No se puede desconocer el rol que jugó la raza en la conformación del Estado durante el siglo XIX y que atraviesa su historia hasta el presente; baste constatar la exclusión del pueblo afrodescendiente de la Convención para ponderar su profunda raigambre. La consolidación de una identidad nacional criolla de ascendencia europea se impuso a otras formas sociales de existencia como la del pueblo mestizo o los pueblos originarios. En el caso de la invasión del Wallmapu, esta campaña coincidió con otra: la invasión a los países de la Confederación. Chile triplicó su territorio en ambos procesos; así, el genocidio del otro interno (el indígena) se superpuso a la victoria sobre el otro externo (el cholo peruano), sentando las bases para una idea de la superioridad racial chilena.
El territorio mapuche anexado al Estado chileno fue, por último, colonizado por migrantes europeos, principalmente alemanes, quienes consolidaron el proceso de usurpación. Según el agente de colonización Vicente Pérez Rosales, la idea no era traer “más gente”, sino “gente mejor”. Otro tanto ocurrió en Tierra del Fuego con la llegada de distintos migrantes europeos. En efecto, la homogenización cultural por medio del blanqueamiento de la población impuso el modelo fenotípico de la clase dirigente al pueblo mestizo a través de diversas instituciones, como la educación y la literatura, rol que cumplen actualmente la televisión y el marketing. En la base de este pensamiento racial están los escritores y políticos argentinos Sarmiento y Alberdi, que vivieron su exilio en Chile, e intelectuales nacionales como Santiago Arcos, Vicuña Mackenna y Barros Arana. En el siglo XX, si bien hubo una reivindicación del mestizaje, la raza siguió siendo una constante explicativa para autores como Nicolás Palacios, Julio Saavedra, Tancredo Pinochet y Roberto Hernández; incluso fue reivindicada en la Historia del Ejército de Chile del Estado Mayor General del Ejército, publicada en dictadura. Lista a la que habría que agregar escritores nazis como Lonko Kilapán y Miguel Serrano.
Esta breve génesis del racismo chileno no es un dato menor a considerar cuando se trata el problema de la migración. La autopercepción del chileno mestizo, considerado blanco y económicamente desarrollado, subyace a todas las formas de discriminación que sufre la población migrante en el país y que, en su mayoría, es caracterizada racialmente por rasgos fenotítipos en donde convergen además condiciones sociopolíticas de clase que gatillaron el desplazamiento desde sus países de origen.

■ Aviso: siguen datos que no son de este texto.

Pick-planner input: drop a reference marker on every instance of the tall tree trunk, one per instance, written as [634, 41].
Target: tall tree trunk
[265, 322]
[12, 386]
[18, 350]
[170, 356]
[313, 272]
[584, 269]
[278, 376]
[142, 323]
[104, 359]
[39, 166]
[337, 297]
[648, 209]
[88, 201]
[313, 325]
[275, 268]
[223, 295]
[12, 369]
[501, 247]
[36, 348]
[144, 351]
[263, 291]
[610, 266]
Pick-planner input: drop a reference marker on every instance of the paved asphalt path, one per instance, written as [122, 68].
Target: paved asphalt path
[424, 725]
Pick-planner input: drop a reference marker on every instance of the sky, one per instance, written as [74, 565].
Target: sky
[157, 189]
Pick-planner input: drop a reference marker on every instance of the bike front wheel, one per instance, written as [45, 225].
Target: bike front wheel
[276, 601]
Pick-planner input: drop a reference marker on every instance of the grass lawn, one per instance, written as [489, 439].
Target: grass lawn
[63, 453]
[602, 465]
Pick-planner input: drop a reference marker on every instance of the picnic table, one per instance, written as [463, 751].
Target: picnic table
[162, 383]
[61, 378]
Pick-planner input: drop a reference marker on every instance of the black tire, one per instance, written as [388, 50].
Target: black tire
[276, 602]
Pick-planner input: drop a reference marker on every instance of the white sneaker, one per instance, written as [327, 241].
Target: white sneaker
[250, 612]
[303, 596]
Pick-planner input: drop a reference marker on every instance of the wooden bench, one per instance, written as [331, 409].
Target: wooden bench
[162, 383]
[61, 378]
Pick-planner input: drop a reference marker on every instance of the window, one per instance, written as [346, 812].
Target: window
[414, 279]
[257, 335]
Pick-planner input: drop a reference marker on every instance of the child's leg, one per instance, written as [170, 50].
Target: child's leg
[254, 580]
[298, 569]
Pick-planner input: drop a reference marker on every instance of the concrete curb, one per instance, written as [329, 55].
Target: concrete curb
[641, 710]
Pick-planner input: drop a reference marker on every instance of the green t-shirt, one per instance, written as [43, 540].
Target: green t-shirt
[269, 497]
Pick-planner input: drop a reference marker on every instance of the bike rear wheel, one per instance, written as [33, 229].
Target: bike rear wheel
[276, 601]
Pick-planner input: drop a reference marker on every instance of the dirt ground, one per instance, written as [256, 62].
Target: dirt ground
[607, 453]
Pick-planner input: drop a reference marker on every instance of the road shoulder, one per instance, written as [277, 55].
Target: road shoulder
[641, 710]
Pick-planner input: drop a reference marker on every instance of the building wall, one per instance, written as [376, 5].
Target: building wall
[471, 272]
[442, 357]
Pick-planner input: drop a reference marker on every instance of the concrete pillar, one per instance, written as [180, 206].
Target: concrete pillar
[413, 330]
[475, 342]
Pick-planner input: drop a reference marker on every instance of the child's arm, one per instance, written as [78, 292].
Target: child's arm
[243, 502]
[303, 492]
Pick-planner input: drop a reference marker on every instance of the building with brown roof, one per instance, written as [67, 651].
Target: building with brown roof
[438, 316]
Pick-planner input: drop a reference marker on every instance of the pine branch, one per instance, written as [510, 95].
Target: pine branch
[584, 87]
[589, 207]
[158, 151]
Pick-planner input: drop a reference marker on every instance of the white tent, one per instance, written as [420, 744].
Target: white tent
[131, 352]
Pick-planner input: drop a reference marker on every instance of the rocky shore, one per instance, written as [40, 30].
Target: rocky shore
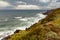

La escritora mexicana Valeria Luiselli dice que tendemos a abordar la migración como un problema externo, de los otros, más que interno. Esta idea es extensible al caso chileno, ya que el inmigrante revela todo aquello que históricamente el pueblo alienado ha reprimido: su pobreza y mestizaje, pero encubiertos con tarjetas de créditos y tinturas de cabello. En el inmigrante, pobre y racializado, el chileno ve al otro interno, negado y reprimido, que lo constituye como sujeto colectivo: su ascendencia indígena negada por la historia y los relatos oficiales. La raza del otro, su negritud, enturbia la pretendida blancura del chileno mestizo cuando en él reverbera su propia opacidad.
A medida que el capitalismo se ha vuelto transnacional en su época global, integrando por medio del libremercado a una gran parte de la población mundial, paradójicamente las fronteras han tomado el camino inverso, volviéndose más violentas y herméticas, al punto de construirse en ellas muros y zanjas, tal como en la época feudal, acaso como una forma de renegar de su condición imaginaria para conjurar la escisión que divide la comunidad nacional de la población extranjera. Esta pulsión atávica es un intento por ocultar al otro en el que uno no se quiere reconocer.